Further enhancing links to its context, a 6th-floor skybridge connects to a floor-wide gathering and conference space suite in the adjacent 500 First Street NW. From the second-floor level, a landscaped promenade travels over an existing structure and down a newly constructed grand stairwell to provide convenient pedestrian access to the Eleanor Holmes Norton Green.
"The architecture of the McCourt School's new building balances its pace within two overlapping contexts: a well-defied urban university campus and downtown Washington, DC. The building reads like an extension of the Capitol Campus, while also animating the pedestrian experience," explains Graham Wyatt, Partner, RAMSA.

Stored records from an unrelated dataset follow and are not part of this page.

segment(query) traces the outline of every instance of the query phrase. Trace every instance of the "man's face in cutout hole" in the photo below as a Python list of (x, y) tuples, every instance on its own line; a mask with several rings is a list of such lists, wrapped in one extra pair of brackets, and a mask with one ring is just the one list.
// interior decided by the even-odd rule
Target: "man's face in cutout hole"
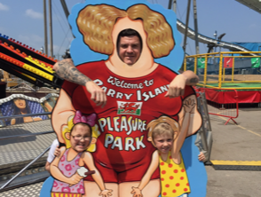
[[(127, 31), (129, 29), (127, 29)], [(130, 31), (133, 32), (135, 30), (131, 29)], [(138, 32), (136, 33), (138, 34)], [(141, 38), (135, 35), (124, 35), (123, 36), (121, 36), (121, 34), (122, 32), (119, 34), (117, 44), (118, 55), (122, 61), (129, 66), (131, 66), (135, 64), (140, 57), (142, 48)]]

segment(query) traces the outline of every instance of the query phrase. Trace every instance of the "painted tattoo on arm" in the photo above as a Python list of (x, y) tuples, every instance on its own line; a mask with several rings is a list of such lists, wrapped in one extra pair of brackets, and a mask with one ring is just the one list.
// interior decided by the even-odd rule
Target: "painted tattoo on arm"
[(69, 82), (77, 83), (79, 85), (85, 86), (87, 82), (91, 81), (88, 76), (82, 74), (74, 65), (71, 59), (65, 59), (61, 61), (57, 62), (53, 66), (53, 69), (57, 75)]

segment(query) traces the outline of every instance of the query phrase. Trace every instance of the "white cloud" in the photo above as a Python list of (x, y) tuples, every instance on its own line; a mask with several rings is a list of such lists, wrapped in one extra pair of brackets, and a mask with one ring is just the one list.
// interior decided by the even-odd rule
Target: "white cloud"
[(0, 3), (0, 11), (9, 11), (9, 7)]
[(249, 28), (257, 28), (257, 26), (256, 24), (252, 23), (252, 24), (249, 25)]
[(26, 11), (26, 15), (28, 17), (31, 17), (33, 19), (43, 19), (44, 18), (43, 13), (35, 12), (32, 9), (28, 9)]
[(19, 35), (17, 40), (38, 51), (44, 43), (44, 38), (37, 35)]

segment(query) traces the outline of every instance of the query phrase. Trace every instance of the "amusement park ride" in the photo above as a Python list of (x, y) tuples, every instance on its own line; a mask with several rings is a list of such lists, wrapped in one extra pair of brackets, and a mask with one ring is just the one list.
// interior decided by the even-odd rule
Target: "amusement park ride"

Drawing faculty, students, and staff together, the building's interior layout promotes organic interactions and chance encounters. A light-filled double-height atrium, with a 'travelling staircase,' connects the nine levels. Rather than winding directly upward, however, the staircase traverses the building, requiring students and faculty to pass through various spaces when en route to an office or classroom.
Original installations by Maya Lin, who is known for her large-scale environmental artworks and installations, including the Vietnam Veterans Memorial in the early 1980s, are featured throughout the interior spaces. The collection of installations titled "Mapping Our Place in the World' grounds occupants in place and prompts the individual to consider their connection to the larger world.
The collection includes "Following the Potomac," a ceiling-mounted composition of glass marbles that resembles a birds-eye view of the Potomac watershed. In the main commons, a series of weather-responsive pendant lights titled "Whether Birds" change colour according to the presence of sun, clouds, snow or rain. Audio recordings of local waterways, wetlands, forests, and grasslands, made at various times of day and year, are broadcast through directional speakers above the primary staircase.
Lin also contributed to the building's roofscape with "The Sky Garden" - an outdoor terrace with elliptical pools and native plants, such as birch trees, pitch pines, ferns, and grasses. It offers opportunities for quiet conversation and respite while celebrating regional ecology and framing views of the U.S. Capitol.